On Sunday, Dec. 5, the Pittsburgh Steelers went into Baltimore and took a hard-fought win from the Baltimore Ravens. By now everyone is familiar with the ferocious nature of the game. Like past contests, this one lived up to its billing as the hardest hitting rivalry in the NFL.
Prior to the game, on NBC's Sunday Night Football, Bob Costas interviewed John Harbaugh. One of the questions Bob asked of John was regarding the recent stricter enforcement of the NFL's policy on head to head collisions to defenseless players. Bob asked Harbaugh if he shared any of the concerns Steelers players have expressed regarding the league's enforcement of the rules.
In what appeared to be a smug, nearly sanctimonious manner, Harbaugh replied "...going helmet to helmet, or shoulder to helmet against defenseless players is no longer part of the game...there's no question in my mind that our team has figured it out, most of the league has figured it out, and shortly everybody will figure it out."
Was it just me, or did Harbaugh's raised eyebrows when stating "...and shortly everyone will figure it out" serve as a back-handed shot to the Steelers organization?
It only took a couple short hours for the Ravens team to make a hypocrite of Harbaugh. The Ravens resorted to the exact thuggery that Harbaugh insisted his team "had figured out". Haloti Ngata broke Ben Roethlisberger's nose on a clear blow to the head with his left arm. Later in the contest, Ravens linebacker, Jameel McClain nearly decapitated Pittsburgh TE Heath Miller with a devastating helmet to helmet blow that left Miller immobilized on the field.
You can view Harbaugh's controversial comments, along with replays of the hits and the on-air commentators' scathing comments about the hits in the included video.
This afternoon, the NFL issued fines for both Ngata and McClain—$15,000 and $40,000 respectively.
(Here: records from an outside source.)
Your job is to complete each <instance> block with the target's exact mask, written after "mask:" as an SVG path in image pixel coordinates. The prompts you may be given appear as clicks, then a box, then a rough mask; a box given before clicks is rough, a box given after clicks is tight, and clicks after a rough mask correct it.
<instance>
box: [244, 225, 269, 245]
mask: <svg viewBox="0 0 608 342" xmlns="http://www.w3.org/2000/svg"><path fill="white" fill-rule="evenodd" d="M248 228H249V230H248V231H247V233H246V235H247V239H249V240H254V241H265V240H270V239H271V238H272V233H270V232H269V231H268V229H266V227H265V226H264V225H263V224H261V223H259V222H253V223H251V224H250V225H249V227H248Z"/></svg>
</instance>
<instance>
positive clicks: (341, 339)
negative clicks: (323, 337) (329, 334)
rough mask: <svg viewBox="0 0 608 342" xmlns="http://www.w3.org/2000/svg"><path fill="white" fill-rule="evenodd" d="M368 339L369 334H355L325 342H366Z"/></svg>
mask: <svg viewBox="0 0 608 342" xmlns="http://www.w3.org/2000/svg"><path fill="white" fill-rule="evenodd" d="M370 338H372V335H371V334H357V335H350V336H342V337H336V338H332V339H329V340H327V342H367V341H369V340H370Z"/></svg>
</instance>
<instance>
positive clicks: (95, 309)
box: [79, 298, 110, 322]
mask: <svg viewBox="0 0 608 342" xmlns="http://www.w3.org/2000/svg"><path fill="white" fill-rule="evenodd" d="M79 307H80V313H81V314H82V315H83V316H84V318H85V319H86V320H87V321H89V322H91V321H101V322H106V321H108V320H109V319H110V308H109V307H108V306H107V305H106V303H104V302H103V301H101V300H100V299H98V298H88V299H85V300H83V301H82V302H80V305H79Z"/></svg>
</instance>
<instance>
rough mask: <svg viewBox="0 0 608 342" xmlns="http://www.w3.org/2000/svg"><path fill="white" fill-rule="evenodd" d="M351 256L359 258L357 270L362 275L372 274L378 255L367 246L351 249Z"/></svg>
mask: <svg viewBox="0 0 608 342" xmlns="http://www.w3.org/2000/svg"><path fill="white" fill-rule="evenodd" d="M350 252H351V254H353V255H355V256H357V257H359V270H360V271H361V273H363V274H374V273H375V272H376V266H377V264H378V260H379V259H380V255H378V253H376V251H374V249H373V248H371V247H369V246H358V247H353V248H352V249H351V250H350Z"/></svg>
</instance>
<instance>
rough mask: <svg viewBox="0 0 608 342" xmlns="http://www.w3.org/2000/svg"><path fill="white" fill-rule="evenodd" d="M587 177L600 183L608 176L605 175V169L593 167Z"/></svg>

Harbaugh was asked his view of the fines and the hits today, less than 24 hours after his comments aired on Sunday Night Football:
“I think the big issue, from our perspective, is what Jameel is capable of doing and what he’s not capable of doing,” Harbaugh said. “Jameel tried to go low. He tried to go low to make the tackle, and Heath Miller fell. So he’s going down, and as Jameel is trying to go low to make the tackle in that strike-zone area, [Miller’s] head ends up in that area. So there’s nothing that Jameel could have done that was humanly possible to avoid that kind of contact. Now if they’re going to call that a penalty because they can’t tell that it’s a duck-and-hit type of situation, that’s up to them. But from a fine perspective, to me, it’s clear that Jameel was trying to go low.”
Flash back to James Harrison's hit earlier this season on Mohamed Massaquoi. Weren't the exact same reasons Harbaugh used in defense of McClain used as a defense by James Harrison, the Steelers, and supporting members of major media regarding his hit on Massaquoi?
Am I the only person who sees John Harbaugh as a poster child for hypocrisy? He chose to air his strong opinions on national TV and state that his team played clean and had it all "figured out." Yet his players committed two of the NFL's most heinous hits of the season on opposing players and today he defended them using the same logic that yesterday he appeared to frown upon.
Keep in mind this is the same NFL head coach who, earlier this season, was fined $15,000 for making contact with a NFL official Ron Marinucci while demonstrating after a controversial hit by Terrell Suggs on Carson Palmer of the Bengals.
Sometimes the old adage "It's better to be seen and not heard" really makes sense.
Somehow I don't think Coach Harbaugh will learn his lesson because he and the Ravens have it all figured out.
UPDATE January 10, 2011: On January 11, Coach Jon Harbaugh came out and publicly stated that he was "glad" his team broke QB Ben Roethlisberger's nose. "“He’s a tough guy,” Harbaugh said of Roethlisberger. “He had the broken nose. I was glad we broke his nose and then I was very impressed that he played through it. Obviously, you can throw very effectively with a broken nose – he proved that.”